Participants reported that typically they rode a bicycle for 10.3 h (SD = 7.7) per week. When asked about crash involvement while cycling over the past five years, 67.8% of participants reported having suffered at least one riding crash (M = 3.2, SD = 7.5), with 28.2% of participants requiring medical attention as a result of the injuries they sustained.

2.3. Materials

The survey comprised questions on demographic characteristics, frequency of riding and the number and severity of traffic crashes while riding a bicycle during the last five years. The survey also included: the Cycling Behaviour Questionnaire (CBQ) [38] and the Cyclist Risk Perception and Regulation Scale (RPRS) [41].

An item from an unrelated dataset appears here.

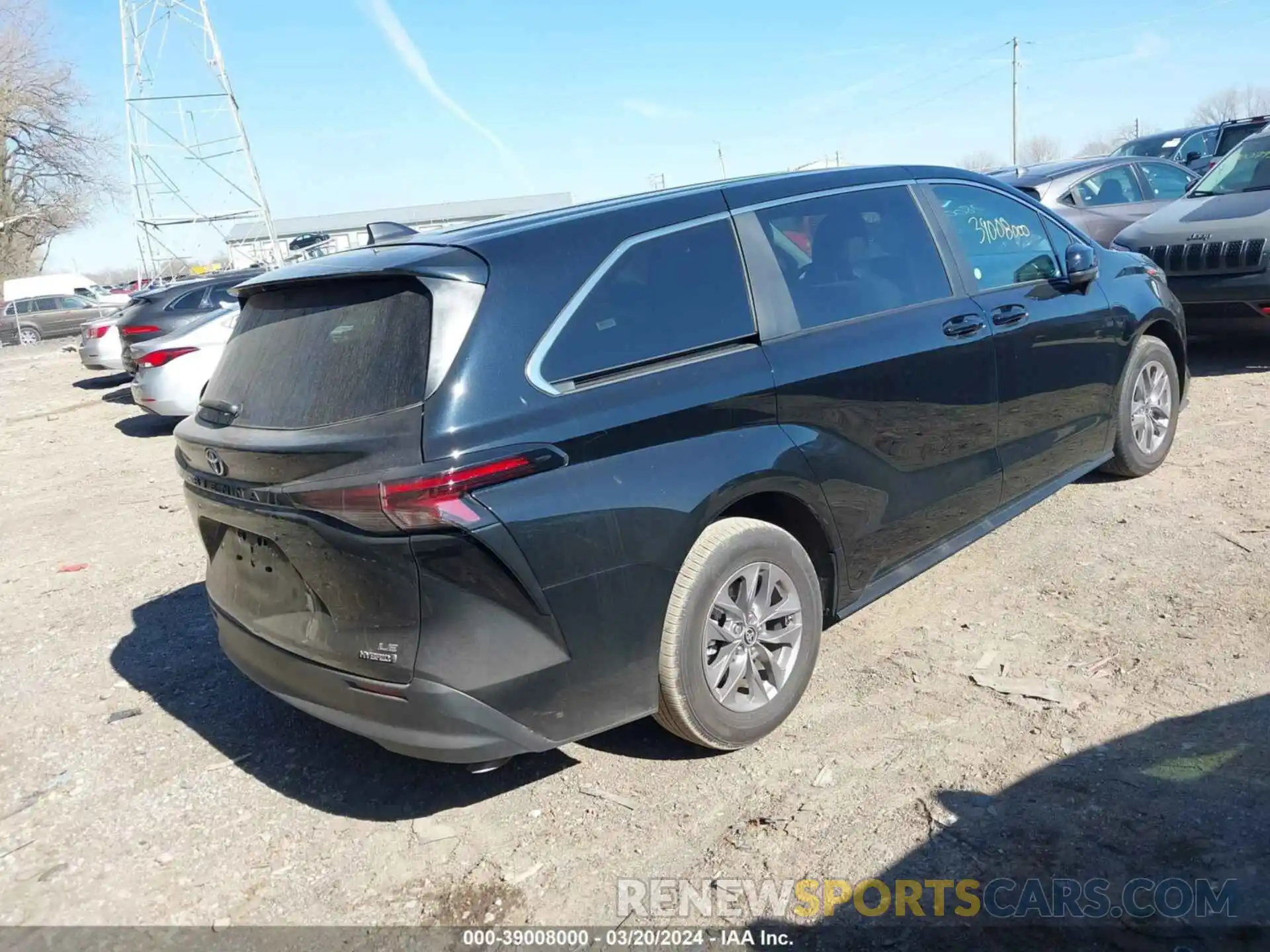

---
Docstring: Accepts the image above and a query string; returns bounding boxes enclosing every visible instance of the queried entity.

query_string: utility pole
[119,0,283,280]
[1009,37,1019,165]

2.3.1. Cyclist Behaviour Questionnaire (CBQ)

Self-reported behaviours were assessed using the Cycling Behaviour Questionnaire (CBQ) [37]. The CBQ follows the factor structure developed by Reason [33] for the Driving Behaviour Questionnaire (DBQ) and includes two factors measuring risky behaviours (errors, that are unintended risky behaviours and violations, that unlike errors, are deliberate behaviours). A third factor, positive behaviours, is included in this version of the CBQ. Positive behaviours represent protective factors for the occurrence of crashes. The CBQ comprised 29 items representing the three factors: Violations, consisting of 8 items; Errors, 15 items; and Positive Behaviours 6 items. For each item, participants indicated how often, if at all, they perform each behaviour while riding a bicycle. Responses were recorded on a five-point Likert scale: 1 = never, 3 = sometimes and 5 = almost always. Previous applications of this version of the CBQ have demonstrated good internal consistency and reliability, with Cronbach’s alphas ranging from 0.70 to 0.85 and composite reliability indexes (CRIs) ranging between 0.80 and 0.90 [38].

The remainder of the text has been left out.